I've created a script in python using pyppeteer to collect the names of different institutions traversing multiple pages from a website. What I wish to do is let my script rove different pages by clicking on the next page button while parsing the names from each page.
website address
What I've tried:
import asyncio
from pyppeteer import launch
url = "https://www.incometaxindia.gov.in/Pages/utilities/exempted-institutions.aspx"
async def fetch_table(link):
browser = await launch(headless=False)
[page] = await browser.pages()
await page.goto(link)
while True:
await page.waitForSelector("h1.faqsno-heading", {'visible':True})
for item in await page.querySelectorAll("h1.faqsno-heading"):
name = await item.querySelectorEval("div[id^='arrowex']",'e => e.innerText')
print(name)
try:
elem = await page.querySelector("[title='Next Page']")
await elem.click()
except Exception: break
if __name__ == '__main__':
loop = asyncio.get_event_loop()
loop.run_until_complete(fetch_table(url))
The above script is doing it's job just fine until it encounters an error somewhere between 5 to 10 pages.

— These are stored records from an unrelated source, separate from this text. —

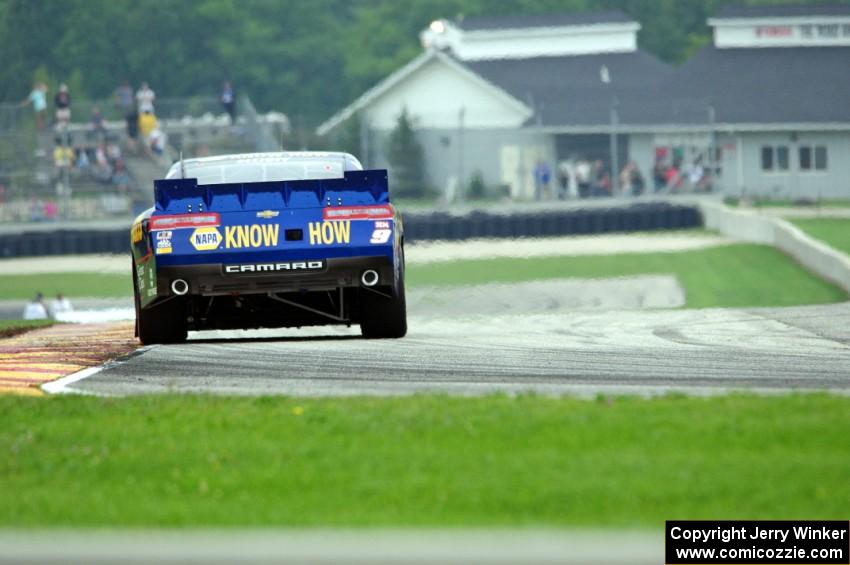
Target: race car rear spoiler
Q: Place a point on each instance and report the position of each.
(356, 188)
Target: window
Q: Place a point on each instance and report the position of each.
(775, 158)
(782, 160)
(767, 158)
(805, 158)
(814, 158)
(820, 158)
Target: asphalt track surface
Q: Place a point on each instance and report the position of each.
(583, 353)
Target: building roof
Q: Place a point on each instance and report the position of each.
(783, 11)
(409, 69)
(786, 85)
(570, 91)
(492, 23)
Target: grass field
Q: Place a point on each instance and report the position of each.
(734, 275)
(421, 461)
(74, 285)
(9, 328)
(832, 231)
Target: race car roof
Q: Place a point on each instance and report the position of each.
(263, 167)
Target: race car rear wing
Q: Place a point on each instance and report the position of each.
(186, 196)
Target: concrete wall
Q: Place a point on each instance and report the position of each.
(818, 257)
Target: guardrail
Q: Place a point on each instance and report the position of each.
(418, 227)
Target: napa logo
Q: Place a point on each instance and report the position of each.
(328, 233)
(239, 237)
(205, 239)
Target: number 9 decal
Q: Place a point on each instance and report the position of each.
(381, 235)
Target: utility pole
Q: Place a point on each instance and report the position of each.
(461, 185)
(614, 117)
(615, 150)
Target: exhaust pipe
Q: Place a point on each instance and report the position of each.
(369, 278)
(179, 287)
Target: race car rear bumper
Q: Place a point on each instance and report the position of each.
(262, 278)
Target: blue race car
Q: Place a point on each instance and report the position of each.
(269, 240)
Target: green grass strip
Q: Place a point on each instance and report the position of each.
(73, 285)
(733, 275)
(420, 461)
(9, 328)
(832, 231)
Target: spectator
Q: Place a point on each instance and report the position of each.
(583, 178)
(147, 123)
(156, 142)
(62, 102)
(38, 98)
(82, 164)
(542, 178)
(132, 120)
(97, 122)
(102, 169)
(124, 99)
(113, 152)
(60, 305)
(601, 180)
(63, 158)
(566, 176)
(51, 210)
(696, 172)
(35, 310)
(673, 176)
(145, 98)
(626, 179)
(637, 180)
(228, 100)
(120, 177)
(659, 174)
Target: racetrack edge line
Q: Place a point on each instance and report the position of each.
(60, 386)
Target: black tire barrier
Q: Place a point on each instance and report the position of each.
(64, 242)
(417, 227)
(639, 217)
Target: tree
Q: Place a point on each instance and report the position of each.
(406, 160)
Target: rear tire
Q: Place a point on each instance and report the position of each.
(381, 316)
(163, 323)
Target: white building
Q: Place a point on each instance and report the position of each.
(765, 108)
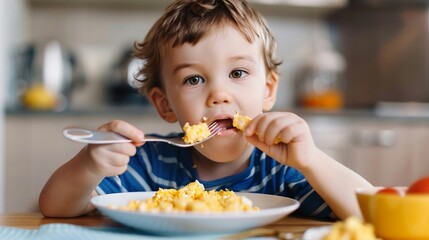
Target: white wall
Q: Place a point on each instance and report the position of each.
(12, 32)
(3, 75)
(98, 35)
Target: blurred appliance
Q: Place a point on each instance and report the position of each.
(50, 66)
(123, 86)
(318, 85)
(386, 46)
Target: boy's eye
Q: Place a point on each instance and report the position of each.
(194, 80)
(237, 74)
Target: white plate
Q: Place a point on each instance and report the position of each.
(271, 207)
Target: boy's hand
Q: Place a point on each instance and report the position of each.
(112, 159)
(296, 146)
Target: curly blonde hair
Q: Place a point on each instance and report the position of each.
(187, 21)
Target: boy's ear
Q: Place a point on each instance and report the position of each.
(270, 94)
(162, 105)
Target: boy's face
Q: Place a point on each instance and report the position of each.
(220, 75)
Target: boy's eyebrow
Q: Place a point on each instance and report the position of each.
(181, 66)
(234, 58)
(243, 57)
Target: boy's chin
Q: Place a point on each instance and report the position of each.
(222, 153)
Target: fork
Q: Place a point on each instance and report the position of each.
(83, 135)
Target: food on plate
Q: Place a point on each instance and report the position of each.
(191, 198)
(420, 186)
(241, 121)
(351, 229)
(389, 190)
(196, 133)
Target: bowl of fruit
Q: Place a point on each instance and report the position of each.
(397, 212)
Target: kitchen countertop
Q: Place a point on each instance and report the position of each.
(289, 224)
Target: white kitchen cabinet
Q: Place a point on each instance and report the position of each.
(385, 151)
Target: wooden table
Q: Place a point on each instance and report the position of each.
(34, 220)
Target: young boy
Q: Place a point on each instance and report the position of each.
(209, 59)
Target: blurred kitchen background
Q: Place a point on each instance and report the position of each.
(356, 70)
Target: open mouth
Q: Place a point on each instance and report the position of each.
(225, 124)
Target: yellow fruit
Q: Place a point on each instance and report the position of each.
(39, 98)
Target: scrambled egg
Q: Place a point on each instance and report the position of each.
(195, 133)
(351, 229)
(191, 198)
(240, 122)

Pages may vary, though.
Traceback (most recent call last):
File "C:\Users\WCS\AppData\Local\Programs\Python\Python37-32\demo.py", line 23, in <module>
loop.run_until_complete(fetch_table(url))
File "C:\Users\WCS\AppData\Local\Programs\Python\Python37-32\lib\asyncio\base_events.py", line 568, in run_until_complete
return future.result()
File "C:\Users\WCS\AppData\Local\Programs\Python\Python37-32\demo.py", line 11, in fetch_table
await page.waitForSelector("h1.faqsno-heading", {'visible':True})
File "C:\Users\WCS\AppData\Local\Programs\Python\Python37-32\lib\site-packages\pyppeteer\frame_manager.py", line 834, in __await__
raise result
pyppeteer.errors.TimeoutError: Waiting for selector "h1.faqsno-heading" failed: timeout 30000ms exceeds.
However, when I bring about a minor change and try like this, I can see that the script also does it's job until it encounters the following error:
try:
await page.click("[title='Next Page']")
except Exception: break
I get the following error:
Traceback (most recent call last):
File "C:\Users\WCS\AppData\Local\Programs\Python\Python37-32\demo.py", line 48, in <module>
loop.run_until_complete(fetch_table(url))
File "C:\Users\WCS\AppData\Local\Programs\Python\Python37-32\lib\asyncio\base_events.py", line 568, in run_until_complete
return future.result()
File "C:\Users\WCS\AppData\Local\Programs\Python\Python37-32\demo.py", line 37, in fetch_table
await page.waitForSelector("h1.faqsno-heading", {'visible':True})
File "C:\Users\WCS\AppData\Local\Programs\Python\Python37-32\lib\site-packages\pyppeteer\frame_manager.py", line 832, in __await__
result = yield from self.promise
File "C:\Users\WCS\AppData\Local\Programs\Python\Python37-32\lib\site-packages\pyppeteer\frame_manager.py", line 859, in rerun
*self._args,
File "C:\Users\WCS\AppData\Local\Programs\Python\Python37-32\lib\site-packages\pyppeteer\execution_context.py", line 109, in evaluateHandle
_rewriteError(e)
File "C:\Users\WCS\AppData\Local\Programs\Python\Python37-32\lib\site-packages\pyppeteer\execution_context.py", line 239, in _rewriteError
raise error
File "C:\Users\WCS\AppData\Local\Programs\Python\Python37-32\lib\site-packages\pyppeteer\execution_context.py", line 106, in evaluateHandle
'userGesture': True,
pyppeteer.errors.NetworkError: Protocol error Runtime.callFunctionOn: Target closed.
How can let my script keep going until all the clicks are performed?